In einem am 19. Oktober 1904 in der Hagener Zeitung erschienenen Jahresbericht macht Osthaus die Öffentlichkeit mit der »Jeune fille debout« und weiteren Neuerwerbungen für die Skulpturensammlung des Museum Folkwang bekannt. Die kurze Zusammenfassung nennt einige wichtige Werke und gibt Aufschluss über die Zielsetzung, die der Sammler mit ihnen verband: »Ein griechisch-ägyptischer Kopf mit Porträtzügen […], ein 85teiliger Terrakottafries der lombardischen Frührenaissance haben die historische Abteilung in schönster Weise bereichert, während die moderne Abteilung in drei Meisterwerken Rodins erst ihren eigentlichen Mittelpunkt gefunden hat. […] Als weiteren Zuwachs erhielt die Abteilung die Holzfigur eines Mädchens von Aristide Maillol. Es ist dies der Künstler, in dessen Schöpfung versunken der große Rodin gestand: »Der hat, was uns fehlt«, um ihm dann, als Mensch so groß wie als Künstler, den besten Platz im ›Salon‹ einzuräumen.« Für Karl With, Assistent von Osthaus in Hagen, markierte die Aufnahme Aristide Maillols in die Folkwang-Sammlung zudem das wachsende Interesse des Museumsgründers an Werken von zeitgenössischen Künstlern.

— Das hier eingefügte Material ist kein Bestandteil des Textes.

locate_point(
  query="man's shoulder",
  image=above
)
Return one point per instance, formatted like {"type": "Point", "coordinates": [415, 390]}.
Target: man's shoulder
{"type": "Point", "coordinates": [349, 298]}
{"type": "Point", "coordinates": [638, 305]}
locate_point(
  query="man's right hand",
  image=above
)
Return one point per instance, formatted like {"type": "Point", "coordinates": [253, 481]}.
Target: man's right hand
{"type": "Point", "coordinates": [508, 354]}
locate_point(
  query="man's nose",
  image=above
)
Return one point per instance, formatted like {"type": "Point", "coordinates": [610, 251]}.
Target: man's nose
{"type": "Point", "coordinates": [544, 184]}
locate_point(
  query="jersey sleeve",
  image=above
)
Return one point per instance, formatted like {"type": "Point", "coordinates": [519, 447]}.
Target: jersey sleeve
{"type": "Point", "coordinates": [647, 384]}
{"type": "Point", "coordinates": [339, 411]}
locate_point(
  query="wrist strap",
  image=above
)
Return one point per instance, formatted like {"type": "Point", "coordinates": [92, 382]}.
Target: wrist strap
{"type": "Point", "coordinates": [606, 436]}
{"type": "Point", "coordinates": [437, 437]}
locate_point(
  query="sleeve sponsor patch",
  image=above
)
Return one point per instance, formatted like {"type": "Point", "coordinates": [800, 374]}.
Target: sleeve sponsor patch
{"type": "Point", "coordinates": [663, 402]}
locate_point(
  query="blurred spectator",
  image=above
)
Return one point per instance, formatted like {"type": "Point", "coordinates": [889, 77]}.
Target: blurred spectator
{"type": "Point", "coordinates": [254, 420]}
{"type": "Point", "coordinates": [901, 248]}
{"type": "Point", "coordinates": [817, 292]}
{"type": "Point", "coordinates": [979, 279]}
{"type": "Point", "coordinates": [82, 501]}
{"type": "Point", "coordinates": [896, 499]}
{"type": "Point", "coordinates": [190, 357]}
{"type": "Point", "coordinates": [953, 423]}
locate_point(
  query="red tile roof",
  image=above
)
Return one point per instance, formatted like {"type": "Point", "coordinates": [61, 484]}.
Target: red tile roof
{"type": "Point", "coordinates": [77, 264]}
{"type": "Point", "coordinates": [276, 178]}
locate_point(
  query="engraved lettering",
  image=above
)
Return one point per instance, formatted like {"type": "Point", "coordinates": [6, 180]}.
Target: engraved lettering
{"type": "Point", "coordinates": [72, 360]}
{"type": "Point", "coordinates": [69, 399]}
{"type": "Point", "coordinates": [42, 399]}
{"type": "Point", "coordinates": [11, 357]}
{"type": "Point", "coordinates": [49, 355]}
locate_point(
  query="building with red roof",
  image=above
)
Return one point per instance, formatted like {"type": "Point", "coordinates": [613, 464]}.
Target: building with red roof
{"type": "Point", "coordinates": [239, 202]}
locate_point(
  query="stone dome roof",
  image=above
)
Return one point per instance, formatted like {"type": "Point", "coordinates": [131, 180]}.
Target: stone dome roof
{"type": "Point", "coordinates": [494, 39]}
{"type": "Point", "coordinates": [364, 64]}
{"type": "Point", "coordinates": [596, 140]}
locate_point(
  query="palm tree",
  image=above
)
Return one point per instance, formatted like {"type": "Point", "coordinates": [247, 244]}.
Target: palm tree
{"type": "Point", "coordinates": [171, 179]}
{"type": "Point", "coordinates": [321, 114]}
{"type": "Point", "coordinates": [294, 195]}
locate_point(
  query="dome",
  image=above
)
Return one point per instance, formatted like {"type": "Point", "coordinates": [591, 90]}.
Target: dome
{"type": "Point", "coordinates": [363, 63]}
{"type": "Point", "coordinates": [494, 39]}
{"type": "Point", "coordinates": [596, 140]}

Maillol verzichtet in seinen Bildwerken auf expressive Gebärden und energetisch aufgeladene Körperhaltungen, wie sie etwa für Rodins Figuren kennzeichnend sind. Seine Skulpturen fügen sich zu einer räumlich klar begrenzten, in sich geschlossenen Form und vermitteln den Eindruck verinnerlichter Kraft und konzentrierter Ruhe. Die Oberflächen der Skulpturen Maillols sind ebenmäßig und in ihrer Abwicklung klar gegliedert. Größere und häufig auch kleinformatigere Arbeiten erreichen dadurch eine monumentale Wirkung und räumliche Präsenz, in der sich klassizistische Formensprache und moderne Kompositionsprinzipien verbinden. Wohl aus diesem Grund haben einige zeitgenössische Kritiker den Ausdruck der ›Jeune fille debout‹ als archaisch empfunden. Hans Rosenhagen, der die Figur 1906 in der 11. Ausstellung der Berliner Secession gesehen hatte, spricht von einer »fast ägyptisch wirkende(n) Holzfigur«, die das »erstaunliche Talent Maillols« erkennen lasse, und auch in einer Ausstellungsbesprechung von 1908 wird das Werk als »archaisierende Holzplastik, die uns mit dem geheimnisstarren Antlitz toter Jahrhunderte anblickt« beschrieben.